Against second-placed Polonia Bytom, Polonia won the first game 4:3 in overtime. The game was tied 3:3 after regulation, with Legia's goals from Grzegorz Rostkowski, Karol Wąsiński, and Patryk Wąsiński. Filip Stoklasa scored the overtime winner for Polonia. In the second game, Polonia won 7:3 with Legia's goals from Gabriel Połącarz, Patryk Wąsiński, and Ryszard Zdunek. These losses dropped Legia to fifth place, making the final series against SMS Sosnowiec crucial for playoff qualification.

In the final regular-season series, Legia needed a sweep against SMS Sosnowiec to secure a play-off spot.

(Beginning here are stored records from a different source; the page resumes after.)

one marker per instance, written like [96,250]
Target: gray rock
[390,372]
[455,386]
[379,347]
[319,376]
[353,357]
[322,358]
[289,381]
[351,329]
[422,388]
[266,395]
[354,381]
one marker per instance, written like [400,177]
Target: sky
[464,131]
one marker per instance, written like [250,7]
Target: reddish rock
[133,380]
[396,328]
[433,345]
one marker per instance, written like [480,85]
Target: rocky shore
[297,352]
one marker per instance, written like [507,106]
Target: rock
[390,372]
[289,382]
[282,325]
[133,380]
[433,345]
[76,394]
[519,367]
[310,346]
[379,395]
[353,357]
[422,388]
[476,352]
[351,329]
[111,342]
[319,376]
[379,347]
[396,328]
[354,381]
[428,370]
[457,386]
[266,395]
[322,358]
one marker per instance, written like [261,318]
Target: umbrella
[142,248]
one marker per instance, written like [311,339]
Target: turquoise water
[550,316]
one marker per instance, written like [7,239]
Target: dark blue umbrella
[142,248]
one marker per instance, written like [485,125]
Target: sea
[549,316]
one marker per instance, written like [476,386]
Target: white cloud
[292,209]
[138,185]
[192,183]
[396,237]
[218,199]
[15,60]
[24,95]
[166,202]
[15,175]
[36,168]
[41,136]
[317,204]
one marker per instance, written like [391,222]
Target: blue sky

On Saturday, Legia won 4:1 with goals from Jakub Serwiński, Karol Szaniawski, Mateusz Solon, and Rafał Solon. On Sunday, Legia won 3:1 with goals from Serwiński, Szaniawski, and Wołkowicz, clinching a play-off berth.

| Pos. | Team | Games played | Points | Wins | Overtime/Shootout wins | Overtime/Shootout losses | Losses | Goals for | Goals against | Goal differential |
|---|---|---|---|---|---|---|---|---|---|---|
| 1 | Podhale Nowy Targ | 24 | 67 | 22 | 0 | 1 | 1 | 156 | 27 | +129 |
| 2 | TMH Polonia Bytom | 24 | 50 | 15 | 2 | 1 | 6 | 107 | 70 | +37 |
| 3 | Naprzód Janów | 24 | 39 | 11 | 2 | 2 | 9 | 124 | 69 | +55 |
| 4 | Legia Warszawa | 24 | 36 | 11 | 1 | 1 | 11 | 79 | 105 | -26 |
| 5 | Orlik Opole | 24 | 33 | 11 | 0 | 0 | 13 | 66 | 83 | -17 |
| 6 | Hockey Club Gdańsk | 24 | 16 | 5 | 0 | 1 | 18 | 52 | 135 | -83 |
| 7 | SMS PZHL Sosnowiec [pl] | 24 | 11 | 3 | 1 | 0 | 20 | 30 | 125 | -95 |

=== Playoff round ===
After the end of the regular season, Legia Warsaw finished in fourth place in the 1. Liga standings. This position qualified them to participate in the playoff phase, with the winner earning promotion to the Ekstraliga. Their opponent in the semifinals was Podhale Nowy Targ, the winner of the regular season. The series was played in a best-of-three format. The first game was held in Nowy Targ, where Podhale confidently defeated Legia 5–0. In the return match in Warsaw, Podhale again proved stronger, winning the game 3–0. The opponents scored one goal in each period and advanced to the final.